If we are building Service_A and all the changes happen in Service_B which is not a dependency of Service_A then all the files can be removed from the list and no build is required. If we are building Site, a change in any file in Service_A would trigger a build.

graph TD; S[Site]-->B; S-->A; A[Service_A]; B[Service_B]-.->C; C[Files Changed]

Step 2: Files matched by a local exclusion

A build directory or a dependant directory contain a file named .monobuild.ignore which will be processed for ignore globs. In the diagram below, we have two ignore files containing one ignore glob each:

graph TD; S[Site]-->B; S-->A; S-. .monobuild.ignore .->E A[Service_A]; B[Service_B]-. .monobuild.ignore .->C C{{**/*.md }} E{{**/*.SASS }}

If the list of changes is [Site/reame.md, Site/Service_A/style.SASS, Site/Service_A/readme.md] and Site is the build target:

  • Site/.monobuild.ignore: ignores all files ending in md at any directory level so will remove both Site/readme.md and Site/Service_A/readme.md
  • Site/Service_A/.monobuild.ignore: ignores all files ending in sass in so will remove Site/Service_A/style.sass

See file globbing in .net for details on globbing patterns.

Note that the patterns are file globbing patterns, not project globbing patterns.
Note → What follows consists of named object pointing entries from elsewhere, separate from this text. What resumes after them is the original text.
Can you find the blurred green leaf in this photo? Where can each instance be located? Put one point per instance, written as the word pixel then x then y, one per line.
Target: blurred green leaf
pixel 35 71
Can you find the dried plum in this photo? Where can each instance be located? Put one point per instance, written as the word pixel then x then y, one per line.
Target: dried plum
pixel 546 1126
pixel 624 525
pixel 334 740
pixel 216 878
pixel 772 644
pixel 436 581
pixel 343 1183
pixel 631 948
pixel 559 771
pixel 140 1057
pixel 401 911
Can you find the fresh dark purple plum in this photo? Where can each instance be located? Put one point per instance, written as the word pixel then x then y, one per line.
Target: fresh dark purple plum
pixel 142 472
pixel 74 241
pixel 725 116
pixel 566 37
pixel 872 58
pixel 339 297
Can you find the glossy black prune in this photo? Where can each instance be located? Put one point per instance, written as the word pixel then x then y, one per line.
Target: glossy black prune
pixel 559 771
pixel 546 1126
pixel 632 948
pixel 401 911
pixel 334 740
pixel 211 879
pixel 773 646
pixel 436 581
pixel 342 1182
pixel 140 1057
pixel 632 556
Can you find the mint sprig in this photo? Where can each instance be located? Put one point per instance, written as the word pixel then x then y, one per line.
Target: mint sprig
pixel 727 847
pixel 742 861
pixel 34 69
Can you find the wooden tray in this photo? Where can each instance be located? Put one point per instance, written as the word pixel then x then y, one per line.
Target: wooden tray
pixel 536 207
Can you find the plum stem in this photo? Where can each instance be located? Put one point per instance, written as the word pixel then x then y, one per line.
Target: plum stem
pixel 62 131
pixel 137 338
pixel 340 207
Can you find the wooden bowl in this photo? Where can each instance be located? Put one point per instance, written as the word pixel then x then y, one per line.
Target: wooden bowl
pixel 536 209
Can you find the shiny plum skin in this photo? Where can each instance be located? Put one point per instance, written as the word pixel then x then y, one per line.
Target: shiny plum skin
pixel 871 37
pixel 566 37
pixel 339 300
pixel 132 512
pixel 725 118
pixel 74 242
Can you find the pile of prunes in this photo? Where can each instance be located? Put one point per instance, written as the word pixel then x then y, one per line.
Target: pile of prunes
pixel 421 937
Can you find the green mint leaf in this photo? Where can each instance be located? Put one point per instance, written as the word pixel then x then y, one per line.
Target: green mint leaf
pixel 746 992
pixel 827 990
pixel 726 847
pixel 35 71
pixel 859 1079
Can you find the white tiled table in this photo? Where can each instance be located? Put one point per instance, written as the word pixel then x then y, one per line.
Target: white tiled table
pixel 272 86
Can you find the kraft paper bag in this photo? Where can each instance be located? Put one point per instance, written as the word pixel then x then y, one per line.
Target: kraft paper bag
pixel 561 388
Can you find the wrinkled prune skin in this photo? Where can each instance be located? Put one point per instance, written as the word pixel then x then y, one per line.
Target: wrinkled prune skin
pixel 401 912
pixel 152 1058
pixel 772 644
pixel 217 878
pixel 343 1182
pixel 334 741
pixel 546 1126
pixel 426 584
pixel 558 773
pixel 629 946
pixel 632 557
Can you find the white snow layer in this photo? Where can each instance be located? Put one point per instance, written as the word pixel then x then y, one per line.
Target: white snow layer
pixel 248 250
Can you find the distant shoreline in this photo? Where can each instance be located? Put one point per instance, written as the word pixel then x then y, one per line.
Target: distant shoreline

They do not understand project structure. So if the dependency tree is as above but the file structure is as below then given the following list of changes [src/Site/reame.md, src/Service_A/style.SASS, src/Service_A/readme.md], the readme.md file in Service_A would not be removed from the list of changes for the command monobuild -t src/Site. This would cause the result to be <YES> a build is required.

graph TD; R[src]-->S S[Site]-. .monobuild.ignore .->E R-->A R-->B S A[Service_A]; B[Service_B]-. .monobuild.ignore .->C C{{**/*.md }} E{{**/*.SASS }}

Step 3: Files excluded by the build directories relative ignore list

We have seen that build target directories and their dependencies can have locally applied ignores but we can also ignore files relative to the directory. Relative ignore files start with ../ to navigate out of the current directory. In the below diagram, the Site is ignoring all xml files located in the Service_A/PaymentSchema folder (not shown). If we are testing if a build is required for Site and the changed files are [src/Service_A/BankSchema/payments.xml, src/Service_A/BankSchema/PaymentContracts.cs] file src/Service_A/BankSchema/payments.xml would be removed leaving just PaymentContracts.cs which would trigger a build.

graph TD; R[src]-->S S[Site]-. .monobuild.ignore .->E R-->A R-->B S A[Service_A]; B[Service_B]-. .monobuild.ignore .->C C{{**/*.md }} E{{../Service_A/BankSchema/*.xml }}

Step 4: Files in a directory where all of its parents have ignored it.

Target directories can have relative ignores and so can the targets dependencies, but all of the target dependencies must ignore the file. If we have a project with the folder structure of:

graph TD; R[src]-->SA R-->SB R-->SU R-->ST ST[Site] SB[Service_B] SB-. .monobuild.ignore .-> SBI SA[Service_A] SU[Utilites] SBI{{../Utlities/collections/**/*.cs}}

And a dependency structure of:

graph TD; ST[Site]-->SB ST-->SA SB[Service_B]-->SU SA[Service_A]-->SU SU[Utilites]

Testing to see if Site should build with a changed file [src/Utilities/Collections/DictionaryExtensions.cs].

  • The changed file will not have been removed by any of the previous steps.
  • Site has a dependency on both Service_A and Service_B, which have a dependency on Utilities.
  • As Service_A does not have an ignore which would remove the file, it will mean that the test would return <YES> a change to that file would trigger a build on Site.

It is as if we tested if a build was required for Service_A and for Service_B, as Service_A does not ignore the file in Utilites it requires a build, which means that Site requires a build.

If Service_A had an ignore file with the relative path ../Utlities/collections/**/*.cs as well as Service_B then both of Site dependencies which are dependent on utilities would have ignored the file and the test for build required would have been <NO>.

We have now finished all the steps which would stop a changed file from triggering a build, if any have not been nullified by the above tests then a build is required for the current target directory.